Attack of the clones

Time and space considerations in four different approaches to implementing deep clone() methods

January 24, 2003

Q: What are the advantages and disadvantages of implementing deep cloning via Java serialization and a built-in Object.clone() method from a performance point of view?

A: Equipping classes in your application with correct clone() implementation is essential to many defensive programming patterns. Common examples include defensive copying of method parameters, cloning internal fields before returning them in getters, implementing immutability patterns, implementing containers with deep cloning semantics, and so on.

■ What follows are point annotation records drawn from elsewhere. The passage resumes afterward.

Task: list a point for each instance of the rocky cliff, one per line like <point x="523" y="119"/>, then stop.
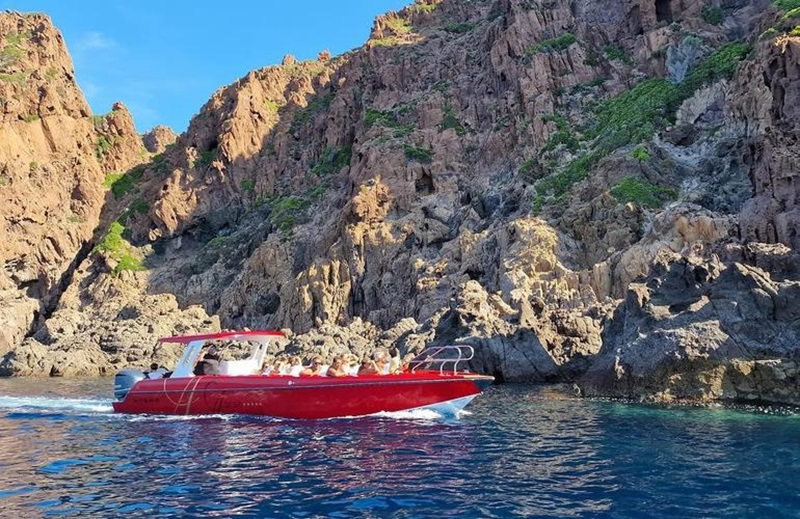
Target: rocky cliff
<point x="524" y="176"/>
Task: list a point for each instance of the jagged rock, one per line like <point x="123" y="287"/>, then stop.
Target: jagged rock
<point x="384" y="198"/>
<point x="159" y="138"/>
<point x="53" y="160"/>
<point x="697" y="329"/>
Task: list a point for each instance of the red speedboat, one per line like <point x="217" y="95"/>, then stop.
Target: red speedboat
<point x="432" y="381"/>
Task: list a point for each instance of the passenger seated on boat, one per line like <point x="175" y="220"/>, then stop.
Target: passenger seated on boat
<point x="295" y="366"/>
<point x="383" y="364"/>
<point x="156" y="371"/>
<point x="314" y="369"/>
<point x="209" y="364"/>
<point x="268" y="366"/>
<point x="351" y="365"/>
<point x="367" y="368"/>
<point x="281" y="367"/>
<point x="336" y="368"/>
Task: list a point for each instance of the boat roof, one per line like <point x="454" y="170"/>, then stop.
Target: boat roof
<point x="230" y="335"/>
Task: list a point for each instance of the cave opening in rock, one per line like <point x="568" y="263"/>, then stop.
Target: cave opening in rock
<point x="663" y="10"/>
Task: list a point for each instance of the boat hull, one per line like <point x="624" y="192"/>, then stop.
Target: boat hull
<point x="303" y="397"/>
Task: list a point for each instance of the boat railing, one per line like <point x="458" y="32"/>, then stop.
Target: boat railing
<point x="445" y="359"/>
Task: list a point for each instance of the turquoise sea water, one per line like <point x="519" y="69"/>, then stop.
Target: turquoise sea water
<point x="523" y="451"/>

Even though the question mentions just two possibilities, there are at least four distinct approaches to clone() implementation. In this Java Q&A installment, I consider design and performance tradeoffs involved in all of them.

Because cloning is so customizable, this article's examples will not necessarily translate directly to your own code; however, the general conclusions we will reach should provide useful guidelines in any application design.

Note the following disclaimer: What exactly constitutes a deep clone is debatable. Even though two objects can safely share the same String reference viewed as data, they cannot if the same field is used as an instance-scoped object monitor (such as when calling Object.wait()/notify() on it) or if field instance identity (such as when using the == operator) is significant to the design. In the end, whether or not a field is shareable depends on the class design. For simplicity, I assume below that all fields are used as pure data.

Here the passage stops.